Practice MCQ

Unit 6 - Notes

INT108 6 min read

Unit 6: Files and Exceptions; Regular Expressions

Part 1: File Handling

File handling is a crucial part of programming that allows the code to interact with permanent storage. In Python, file handling takes place with the built-in open() function.

1. Text Files

A text file stores data as a sequence of characters (strings). Python handles text files by decoding the bytes from the disk into a string format (usually using UTF-8 encoding).

Extension: Typically .txt, .py, .csv, etc.
Line Endings: Lines are terminated by the newline character \n.

2. Opening a File

To perform any operation on a file, it must first be opened.
Syntax: file_object = open("filename", "mode")

Common Modes:

'r': Read (Default). Opens for reading. Errors if file does not exist.
'w': Write. Opens for writing. Creates a new file or truncates (deletes content of) an existing file.
'a': Append. Opens for writing. The pointer is placed at the end of the file. Creates a new file if it does not exist.
'r+': Read and Write.

Best Practice (The with statement):
Using the with statement automatically closes the file, even if exceptions occur.

PYTHON

with open('example.txt', 'w') as file:
    file.write("Hello World")
# File is automatically closed here

3. Writing to a File

To write to a text file, we use the write() or writelines() methods.

write(string): Writes a single string to the file.
writelines(list_of_strings): Writes a list of strings to the file. Note: It does not automatically add newlines between strings.

PYTHON

lines = ["Line 1\n", "Line 2\n", "Line 3\n"]

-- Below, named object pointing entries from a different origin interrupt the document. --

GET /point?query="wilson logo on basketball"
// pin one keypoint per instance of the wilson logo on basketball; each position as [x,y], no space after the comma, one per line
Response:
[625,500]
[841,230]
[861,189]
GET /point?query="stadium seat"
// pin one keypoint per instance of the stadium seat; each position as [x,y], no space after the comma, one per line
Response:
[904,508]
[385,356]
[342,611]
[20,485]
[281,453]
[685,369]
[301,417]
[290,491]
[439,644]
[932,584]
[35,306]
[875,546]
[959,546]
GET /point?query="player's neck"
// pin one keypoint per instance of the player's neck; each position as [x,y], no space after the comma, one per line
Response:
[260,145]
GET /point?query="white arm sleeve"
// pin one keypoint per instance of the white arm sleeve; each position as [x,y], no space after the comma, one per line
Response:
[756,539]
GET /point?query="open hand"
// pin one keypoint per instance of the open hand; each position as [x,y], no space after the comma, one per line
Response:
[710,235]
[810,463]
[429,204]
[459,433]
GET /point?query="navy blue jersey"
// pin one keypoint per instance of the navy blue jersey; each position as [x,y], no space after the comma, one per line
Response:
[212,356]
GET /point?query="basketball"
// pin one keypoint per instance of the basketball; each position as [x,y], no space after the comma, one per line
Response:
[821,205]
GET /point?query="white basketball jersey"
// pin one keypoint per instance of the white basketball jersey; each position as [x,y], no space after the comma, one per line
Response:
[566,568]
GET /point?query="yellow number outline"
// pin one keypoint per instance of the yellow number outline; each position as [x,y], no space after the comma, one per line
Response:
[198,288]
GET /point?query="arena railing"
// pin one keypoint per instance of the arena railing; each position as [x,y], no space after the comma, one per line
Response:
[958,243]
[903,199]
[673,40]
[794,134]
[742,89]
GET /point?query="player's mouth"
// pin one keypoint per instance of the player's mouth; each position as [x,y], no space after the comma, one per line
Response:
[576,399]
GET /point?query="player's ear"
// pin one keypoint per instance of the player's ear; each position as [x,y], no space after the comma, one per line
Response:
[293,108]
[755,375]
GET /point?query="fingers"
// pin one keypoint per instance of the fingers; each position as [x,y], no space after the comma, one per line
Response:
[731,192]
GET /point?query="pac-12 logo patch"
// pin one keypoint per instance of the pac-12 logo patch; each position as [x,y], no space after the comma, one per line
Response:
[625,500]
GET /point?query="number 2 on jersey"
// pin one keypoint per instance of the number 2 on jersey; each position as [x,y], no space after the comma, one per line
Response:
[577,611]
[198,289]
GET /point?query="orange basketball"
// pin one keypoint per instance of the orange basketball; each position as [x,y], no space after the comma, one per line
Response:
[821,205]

with open('data.txt', 'w') as f:
    f.write("Header Line\n")
    f.writelines(lines)

4. Writing Variables

The write() method only accepts strings. To write integers, floats, or other objects, you must convert them to strings first using str() or f-strings.

PYTHON

score = 95
name = "Alice"

with open('results.txt', 'w') as f:
    # Incorrect: f.write(score) -> TypeError
    
    # Correct
    f.write(name + " scored " + str(score))
    # Or using f-string
    f.write(f"\n{name}: {score}")

5. Reading from a File

Python provides three main methods to read data:

read(size): Reads the entire file as a single string. If size is specified, it reads that many bytes.
readline(): Reads a single line (up to and including the \n).
readlines(): Reads all lines and returns them as a list of strings.

PYTHON

with open('data.txt', 'r') as f:
    content = f.read()  # Reads whole file
    print(content)

with open('data.txt', 'r') as f:
    for line in f:      # Memory efficient iteration
        print(line.strip())

6. Directories

To manage files, we often need to interact with directories (folders). This is handled by the os module.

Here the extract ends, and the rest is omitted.